Once upon a time, Explorer was a solid, aggressive small-company stock fund. Now it’s “a poster child” for the “watered-down” results that come from funds that have multiple managers, says Dan Wiener, editor of The Independent Adviser for Vanguard Investors, a newsletter. Wiener is referring to Vanguard’s penchant for divvying up the assets of a large fund among multiple subadvisers. In this case, Explorer has 14 managers who hail from seven subadvisers. Vanguard believes the different stock-picking approaches of the advisory firms will complement each other and ultimately bolster the fund’s performance.
But Explorer’s results have been subpar. In eight of the past 11 calendar years (including so far in 2016), the fund has trailed its chosen benchmark, the Russell 2500 Growth index (which tracks stocks of 2,500 fast-growing small companies).
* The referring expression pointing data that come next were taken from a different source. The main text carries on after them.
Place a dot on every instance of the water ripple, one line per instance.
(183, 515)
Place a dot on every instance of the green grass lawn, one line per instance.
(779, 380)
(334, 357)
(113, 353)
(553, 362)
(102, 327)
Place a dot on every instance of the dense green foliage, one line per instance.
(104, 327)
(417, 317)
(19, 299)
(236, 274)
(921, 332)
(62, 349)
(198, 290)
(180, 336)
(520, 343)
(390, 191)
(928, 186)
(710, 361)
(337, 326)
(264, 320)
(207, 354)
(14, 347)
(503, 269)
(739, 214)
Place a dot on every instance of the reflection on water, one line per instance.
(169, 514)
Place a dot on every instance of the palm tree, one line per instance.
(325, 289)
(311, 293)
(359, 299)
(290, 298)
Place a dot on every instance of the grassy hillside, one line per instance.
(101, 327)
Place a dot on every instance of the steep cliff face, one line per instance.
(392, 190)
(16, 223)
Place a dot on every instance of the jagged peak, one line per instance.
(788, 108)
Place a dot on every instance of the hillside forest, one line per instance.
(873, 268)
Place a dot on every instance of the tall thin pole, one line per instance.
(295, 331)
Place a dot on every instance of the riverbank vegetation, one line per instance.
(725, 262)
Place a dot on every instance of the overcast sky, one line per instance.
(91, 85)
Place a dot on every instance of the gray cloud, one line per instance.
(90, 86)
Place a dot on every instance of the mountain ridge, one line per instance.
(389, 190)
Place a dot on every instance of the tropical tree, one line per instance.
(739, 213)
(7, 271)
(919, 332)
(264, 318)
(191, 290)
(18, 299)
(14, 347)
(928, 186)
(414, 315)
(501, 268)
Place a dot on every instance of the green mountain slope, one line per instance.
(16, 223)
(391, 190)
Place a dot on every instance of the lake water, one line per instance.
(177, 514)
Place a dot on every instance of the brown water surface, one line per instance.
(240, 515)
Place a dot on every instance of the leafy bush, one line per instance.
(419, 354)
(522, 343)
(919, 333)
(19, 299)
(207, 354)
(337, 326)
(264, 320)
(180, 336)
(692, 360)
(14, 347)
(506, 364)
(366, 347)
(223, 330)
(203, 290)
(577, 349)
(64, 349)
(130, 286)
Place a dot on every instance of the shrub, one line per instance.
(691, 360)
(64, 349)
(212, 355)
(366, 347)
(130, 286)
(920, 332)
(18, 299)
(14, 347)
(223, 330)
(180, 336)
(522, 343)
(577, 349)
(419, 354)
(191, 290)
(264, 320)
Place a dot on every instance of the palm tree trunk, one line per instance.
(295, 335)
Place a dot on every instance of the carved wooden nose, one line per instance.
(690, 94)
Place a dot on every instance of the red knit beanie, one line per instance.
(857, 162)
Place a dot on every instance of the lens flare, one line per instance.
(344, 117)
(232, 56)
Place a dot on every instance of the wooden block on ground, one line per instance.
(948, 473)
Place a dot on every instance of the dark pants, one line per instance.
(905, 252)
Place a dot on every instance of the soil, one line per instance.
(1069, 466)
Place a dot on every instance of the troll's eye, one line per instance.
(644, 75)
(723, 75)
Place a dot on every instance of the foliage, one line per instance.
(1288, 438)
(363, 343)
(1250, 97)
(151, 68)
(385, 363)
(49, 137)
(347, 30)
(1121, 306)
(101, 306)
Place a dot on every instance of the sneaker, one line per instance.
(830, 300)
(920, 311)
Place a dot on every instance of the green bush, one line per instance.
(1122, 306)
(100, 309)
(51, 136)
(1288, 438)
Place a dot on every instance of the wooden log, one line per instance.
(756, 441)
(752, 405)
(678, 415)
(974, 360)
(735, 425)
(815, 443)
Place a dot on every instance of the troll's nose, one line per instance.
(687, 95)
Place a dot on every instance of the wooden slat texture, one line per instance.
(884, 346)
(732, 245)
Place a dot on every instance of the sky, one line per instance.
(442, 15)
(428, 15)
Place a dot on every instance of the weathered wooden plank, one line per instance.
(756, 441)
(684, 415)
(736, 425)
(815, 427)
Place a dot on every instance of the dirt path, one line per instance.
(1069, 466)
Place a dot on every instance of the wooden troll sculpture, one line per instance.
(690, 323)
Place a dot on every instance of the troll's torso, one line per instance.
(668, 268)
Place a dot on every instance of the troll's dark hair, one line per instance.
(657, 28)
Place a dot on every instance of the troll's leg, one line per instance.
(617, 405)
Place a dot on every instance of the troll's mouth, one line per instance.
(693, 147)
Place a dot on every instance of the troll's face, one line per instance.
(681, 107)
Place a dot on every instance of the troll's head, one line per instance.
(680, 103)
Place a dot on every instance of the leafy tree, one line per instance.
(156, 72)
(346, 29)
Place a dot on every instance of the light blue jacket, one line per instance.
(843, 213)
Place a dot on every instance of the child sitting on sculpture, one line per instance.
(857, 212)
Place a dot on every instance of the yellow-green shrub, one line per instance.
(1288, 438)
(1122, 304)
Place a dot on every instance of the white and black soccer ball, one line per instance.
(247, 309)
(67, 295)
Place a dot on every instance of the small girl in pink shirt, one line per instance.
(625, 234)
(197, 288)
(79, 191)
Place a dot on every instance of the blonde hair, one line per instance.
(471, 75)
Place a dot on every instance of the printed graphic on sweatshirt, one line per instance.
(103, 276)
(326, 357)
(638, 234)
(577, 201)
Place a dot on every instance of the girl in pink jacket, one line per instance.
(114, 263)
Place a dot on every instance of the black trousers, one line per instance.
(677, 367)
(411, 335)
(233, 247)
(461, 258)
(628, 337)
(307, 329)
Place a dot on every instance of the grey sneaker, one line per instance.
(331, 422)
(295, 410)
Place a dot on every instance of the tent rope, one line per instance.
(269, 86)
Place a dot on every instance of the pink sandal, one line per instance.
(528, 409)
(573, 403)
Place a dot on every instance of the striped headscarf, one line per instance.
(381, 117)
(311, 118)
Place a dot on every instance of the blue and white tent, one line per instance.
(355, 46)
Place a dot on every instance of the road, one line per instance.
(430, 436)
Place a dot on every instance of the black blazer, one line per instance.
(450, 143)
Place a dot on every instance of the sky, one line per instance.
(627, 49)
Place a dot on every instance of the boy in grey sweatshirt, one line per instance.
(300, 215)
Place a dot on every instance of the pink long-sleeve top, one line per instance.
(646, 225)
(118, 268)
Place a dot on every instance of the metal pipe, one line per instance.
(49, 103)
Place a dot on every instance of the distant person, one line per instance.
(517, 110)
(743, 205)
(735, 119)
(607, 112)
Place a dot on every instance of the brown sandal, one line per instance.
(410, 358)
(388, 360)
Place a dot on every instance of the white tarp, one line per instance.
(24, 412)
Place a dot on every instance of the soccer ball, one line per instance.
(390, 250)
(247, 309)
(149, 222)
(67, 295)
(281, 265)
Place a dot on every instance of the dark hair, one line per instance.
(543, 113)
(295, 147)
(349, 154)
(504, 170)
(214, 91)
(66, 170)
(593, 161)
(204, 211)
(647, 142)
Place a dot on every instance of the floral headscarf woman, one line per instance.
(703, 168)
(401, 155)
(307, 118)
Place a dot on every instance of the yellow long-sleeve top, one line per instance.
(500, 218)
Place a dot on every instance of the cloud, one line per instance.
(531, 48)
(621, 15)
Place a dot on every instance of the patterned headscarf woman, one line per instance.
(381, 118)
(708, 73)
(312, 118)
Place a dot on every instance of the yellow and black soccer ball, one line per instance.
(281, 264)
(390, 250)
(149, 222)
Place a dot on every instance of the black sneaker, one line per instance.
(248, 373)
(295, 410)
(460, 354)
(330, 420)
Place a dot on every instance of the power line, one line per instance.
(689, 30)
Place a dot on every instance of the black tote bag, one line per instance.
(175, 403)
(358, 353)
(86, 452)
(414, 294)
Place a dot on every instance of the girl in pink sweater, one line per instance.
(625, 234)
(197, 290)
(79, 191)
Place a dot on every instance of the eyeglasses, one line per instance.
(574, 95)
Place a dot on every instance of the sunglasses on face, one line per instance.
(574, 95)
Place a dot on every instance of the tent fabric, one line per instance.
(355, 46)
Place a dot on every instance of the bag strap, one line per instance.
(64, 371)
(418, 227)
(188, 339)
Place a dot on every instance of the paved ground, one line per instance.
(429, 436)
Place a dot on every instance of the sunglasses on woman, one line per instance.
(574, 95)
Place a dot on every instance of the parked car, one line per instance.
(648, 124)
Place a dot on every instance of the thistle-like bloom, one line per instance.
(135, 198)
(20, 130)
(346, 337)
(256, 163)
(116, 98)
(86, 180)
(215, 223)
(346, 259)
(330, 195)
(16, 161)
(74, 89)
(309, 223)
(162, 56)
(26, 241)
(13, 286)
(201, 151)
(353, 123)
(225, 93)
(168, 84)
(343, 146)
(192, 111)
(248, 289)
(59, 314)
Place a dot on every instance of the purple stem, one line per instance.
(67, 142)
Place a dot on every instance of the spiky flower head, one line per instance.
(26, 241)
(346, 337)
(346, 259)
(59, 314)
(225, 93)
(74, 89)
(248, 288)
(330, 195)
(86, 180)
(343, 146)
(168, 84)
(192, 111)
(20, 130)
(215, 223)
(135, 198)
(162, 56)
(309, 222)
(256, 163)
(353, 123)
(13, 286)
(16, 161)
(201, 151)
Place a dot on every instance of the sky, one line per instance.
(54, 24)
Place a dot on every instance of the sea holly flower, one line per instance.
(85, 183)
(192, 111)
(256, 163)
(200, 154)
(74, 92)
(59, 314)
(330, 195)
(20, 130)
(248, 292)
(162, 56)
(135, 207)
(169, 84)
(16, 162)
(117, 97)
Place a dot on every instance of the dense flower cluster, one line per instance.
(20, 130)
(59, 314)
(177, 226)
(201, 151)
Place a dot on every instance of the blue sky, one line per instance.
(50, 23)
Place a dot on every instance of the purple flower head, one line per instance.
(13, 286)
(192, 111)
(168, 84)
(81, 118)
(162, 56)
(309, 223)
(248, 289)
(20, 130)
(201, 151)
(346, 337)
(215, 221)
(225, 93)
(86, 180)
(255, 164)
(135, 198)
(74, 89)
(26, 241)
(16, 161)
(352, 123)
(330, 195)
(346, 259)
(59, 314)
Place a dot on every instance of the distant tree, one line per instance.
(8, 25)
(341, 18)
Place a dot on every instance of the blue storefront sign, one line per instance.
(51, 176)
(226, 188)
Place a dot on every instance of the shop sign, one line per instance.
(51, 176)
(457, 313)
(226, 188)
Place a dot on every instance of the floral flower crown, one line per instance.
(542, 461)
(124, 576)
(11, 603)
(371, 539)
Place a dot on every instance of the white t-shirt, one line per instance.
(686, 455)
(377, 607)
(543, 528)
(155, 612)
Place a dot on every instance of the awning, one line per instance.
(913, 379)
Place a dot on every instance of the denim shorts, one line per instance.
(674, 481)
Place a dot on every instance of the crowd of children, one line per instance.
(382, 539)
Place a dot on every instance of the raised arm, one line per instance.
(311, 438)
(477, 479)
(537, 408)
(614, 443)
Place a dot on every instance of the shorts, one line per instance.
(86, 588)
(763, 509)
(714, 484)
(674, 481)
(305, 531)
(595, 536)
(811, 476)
On a trailing basis, it falls behind, too. Over the past 10 years through October 11, Explorer lagged its bogey by an average of 1.2 percentage point per year.
Explorer’s multi-manager setup has other problems. For one thing, Vanguard doesn’t publish each firm’s results separately. Moreover, subadvisers have taken control over a portion of the fund’s assets at different times (one firm, Wellington Management, came on as early as 1994; the latest additions, in 2014). Since they all started working as a group in June 2014, the fund has returned 3.9% annualized, trailing the Russell 2500 Growth index by an average of 1.4 percentage points per year.
A better bet, if it is available in your plan, is Vanguard Small Capitalization Index (NAESX). It has outpaced Explorer in seven of the past 11 calendar years (including so far in 2016). As its name indicates, the fund simply seeks to mimic an index—in this case, the CRSP US Small Cap index (CSRP stands for Center for Research in Security Prices).